Weight change in the acute treatment of bipolar I disorder: A naturalistic observational study of psychiatric inpatients

Department of Psychiatry, Asan Medical Center, University of Ulsan College of Medicine, Seoul, South Korea.
Journal of Affective Disorders (Impact Factor: 3.71). 02/2008; 105(1-3):45-52. DOI: 10.1016/j.jad.2007.04.006
Source: PubMed

ABSTRACT Bipolar patients have increased prevalence rates of overweight and obesity compared with the general population. Recent increases in the use of atypical antipsychotics and combination therapies have led to growing concern about obesity and metabolic disturbances. We therefore evaluated weight change and its correlates during the treatment of acute mania in a closed-ward hospital setting.
We evaluated weight change over 4 weeks in 179 consecutive patients with bipolar I disorder presenting with acute manic symptoms.
Overall weight change was +2.7+/-3.0 kg (+4.6+/-5.2%). Whereas 24.6% of patients were obese at baseline, 36.3% were obese after 4 weeks. Duration of illness was correlated with weight change, but its effect was not robust. Baseline weight/BMI, sex, age of onset, and history of previous medication were not significantly correlated with weight changes. Patients prescribed olanzapine plus valproate showed the largest increase in weight (3.8+/-2.9 kg). Overall, patients on any kind of atypical antipsychotics showed greater weight gain than those on typical antipsychotics or without antipsychotics.

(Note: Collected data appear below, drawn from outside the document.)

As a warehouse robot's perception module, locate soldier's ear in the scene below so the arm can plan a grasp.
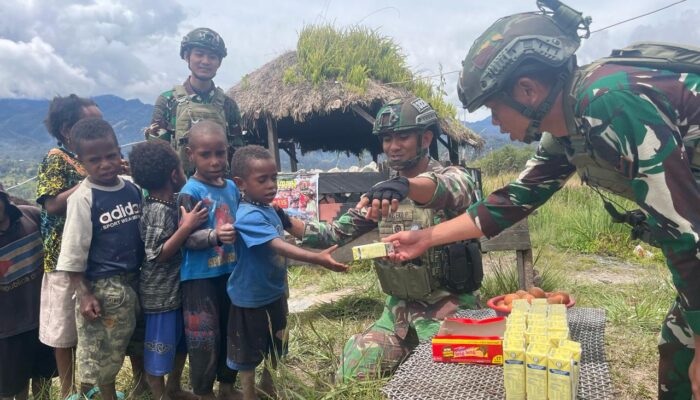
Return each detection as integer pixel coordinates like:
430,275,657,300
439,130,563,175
513,77,546,107
421,130,433,149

Combination treatment with antipsychotics and mood stabilizer resulted in greater weight gain than monotherapy with an antipsychotic or mood stabilizer.
The short-term assessment (4 weeks) of weight change and the lack of variables previously reported to be related to weight gain, such as number of depressive episodes, warrant caution in the interpretation of our results.
Even during short period of acute treatment, bipolar patients showed significant weight gain and became obese in a closed-ward setting. Clinicians prescribing combination therapies should pay more attention to weight gain and obesity.